Durante el actual gobierno la violencia uniformada contra el pueblo mapuche ha sido fuerte en la Araucanía. Pero ahora la represión se ha extendido a vastas multitudes, con niveles extremos de agresividad, comparables a la época de la dictadura. Las fuerzas represivas han actuado con inoperancia y con maldad. Disparan a la cabeza, violan mujeres, agreden a homosexuales, insultan ancianos. Esto es resultado de la inmensa inutilidad de la clase política, la que ha sido incapaz de educar a Carabineros y Fuerzas Armadas en el respeto al pueblo y en la defensa de los derechos humanos.
Por otra parte, es cierto que se ha presentado un accionar furioso de algunos rebeldes, los que apuntan principalmente contra los símbolos del progreso y modernidad, característicos del modelo económico chileno. Jóvenes violentos han saqueado e incendiado supermercados, malls, bancos, AFP, ISAPRES, universidades privadas y, por cierto, las estaciones del metro y vehículos del Transantiago.
Chile no es entonces el oasis de América latina. La acumulación de desigualdades y abusos instaló una violencia encubierta contra el régimen, muy especialmente en unos jóvenes que patean piedras, en otros que estudiaron en escuelas públicas inservibles y en aquellos que ingresaron a la universidad, pero que quedaron endeudados de por vida con el CAE. Los saqueos e incendios los realizan estos jóvenes, pero son el fruto de la sociedad que hemos construido. De una sociedad que abusó hasta el cansancio con sus padres y abuelos.

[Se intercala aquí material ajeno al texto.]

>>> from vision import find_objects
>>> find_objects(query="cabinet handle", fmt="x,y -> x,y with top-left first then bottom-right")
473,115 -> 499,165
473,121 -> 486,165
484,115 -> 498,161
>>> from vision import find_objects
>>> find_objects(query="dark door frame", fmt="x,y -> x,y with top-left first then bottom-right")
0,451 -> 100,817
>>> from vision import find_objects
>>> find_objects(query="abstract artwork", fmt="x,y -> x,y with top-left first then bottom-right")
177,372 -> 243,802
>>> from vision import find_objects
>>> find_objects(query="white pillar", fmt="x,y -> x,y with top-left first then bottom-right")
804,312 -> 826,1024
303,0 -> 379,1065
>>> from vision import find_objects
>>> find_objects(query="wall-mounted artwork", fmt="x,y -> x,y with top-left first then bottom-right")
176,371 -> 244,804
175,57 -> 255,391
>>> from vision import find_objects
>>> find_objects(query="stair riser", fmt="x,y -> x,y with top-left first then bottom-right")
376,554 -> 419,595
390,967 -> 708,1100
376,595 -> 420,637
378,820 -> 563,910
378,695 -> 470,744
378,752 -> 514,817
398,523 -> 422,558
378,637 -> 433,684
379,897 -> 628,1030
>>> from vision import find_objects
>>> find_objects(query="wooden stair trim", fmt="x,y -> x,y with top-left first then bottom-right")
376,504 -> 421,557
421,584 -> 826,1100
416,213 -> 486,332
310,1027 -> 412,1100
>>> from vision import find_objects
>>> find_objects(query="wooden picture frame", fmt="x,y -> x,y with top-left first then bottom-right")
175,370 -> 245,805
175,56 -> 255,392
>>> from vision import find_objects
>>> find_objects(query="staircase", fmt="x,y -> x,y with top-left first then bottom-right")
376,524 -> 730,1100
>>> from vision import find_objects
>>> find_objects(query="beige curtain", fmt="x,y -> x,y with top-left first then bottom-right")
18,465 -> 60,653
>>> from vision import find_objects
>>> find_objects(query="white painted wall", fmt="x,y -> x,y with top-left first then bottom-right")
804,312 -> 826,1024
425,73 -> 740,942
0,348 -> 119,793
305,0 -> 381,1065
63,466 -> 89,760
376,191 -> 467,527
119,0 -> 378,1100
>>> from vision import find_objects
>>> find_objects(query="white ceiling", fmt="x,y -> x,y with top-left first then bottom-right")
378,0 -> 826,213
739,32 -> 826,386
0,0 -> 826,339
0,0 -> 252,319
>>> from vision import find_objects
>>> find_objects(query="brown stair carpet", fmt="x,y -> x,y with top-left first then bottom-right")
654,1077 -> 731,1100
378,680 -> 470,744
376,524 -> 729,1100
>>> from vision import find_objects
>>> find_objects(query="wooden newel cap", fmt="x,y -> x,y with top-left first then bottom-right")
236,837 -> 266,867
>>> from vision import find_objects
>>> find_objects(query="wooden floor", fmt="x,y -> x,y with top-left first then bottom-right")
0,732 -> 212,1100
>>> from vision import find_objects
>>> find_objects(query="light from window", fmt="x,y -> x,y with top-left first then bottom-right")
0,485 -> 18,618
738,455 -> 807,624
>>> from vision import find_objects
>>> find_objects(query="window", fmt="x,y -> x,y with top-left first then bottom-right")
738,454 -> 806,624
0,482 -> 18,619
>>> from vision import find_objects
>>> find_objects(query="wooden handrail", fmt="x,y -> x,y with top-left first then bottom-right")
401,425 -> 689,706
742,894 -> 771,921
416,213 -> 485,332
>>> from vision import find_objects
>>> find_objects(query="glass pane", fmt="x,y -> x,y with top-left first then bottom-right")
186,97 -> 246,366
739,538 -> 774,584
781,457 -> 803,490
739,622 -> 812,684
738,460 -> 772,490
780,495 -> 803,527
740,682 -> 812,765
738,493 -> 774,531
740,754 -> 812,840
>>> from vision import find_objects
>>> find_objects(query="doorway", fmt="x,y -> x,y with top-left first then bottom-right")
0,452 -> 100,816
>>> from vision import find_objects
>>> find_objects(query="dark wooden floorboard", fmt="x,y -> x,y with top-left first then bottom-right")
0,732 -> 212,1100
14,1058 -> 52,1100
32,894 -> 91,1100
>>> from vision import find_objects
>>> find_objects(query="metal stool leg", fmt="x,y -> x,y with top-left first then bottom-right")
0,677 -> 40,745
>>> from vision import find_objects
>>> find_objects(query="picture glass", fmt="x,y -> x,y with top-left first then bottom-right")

La rabia y el resentimiento, junto a la nula integración social, explican, en gran medida, los actos de violencia, en medio de las pacíficas movilizaciones ciudadanas. Por ello es preciso desalambrar. Terminar con la muralla que divide a nuestra sociedad. Los hijos de ricos, de capas medias y pobres tienen que convivir en las mismas escuelas. Las clínicas y hospitales deben atender por igual a la mujer modesta y a la rica. Las pensiones y salarios deben ser capaces de sostener la vida de todas las familias chilenas.
Para que termine la violencia se requiere un sistema económico y político que no agreda a los pobres y a las capas medias, con empresarios que no abusen de sus trabajadores y de los consumidores. Para ello se necesita una Nueva Constitución y un Estado que favorezcan la integración social, donde se valoren las relaciones entre los seres humanos en vez de las relaciones de las personas con las cosas. Hay que terminar con la violencia del sistema para recuperar el derecho a vivir en paz.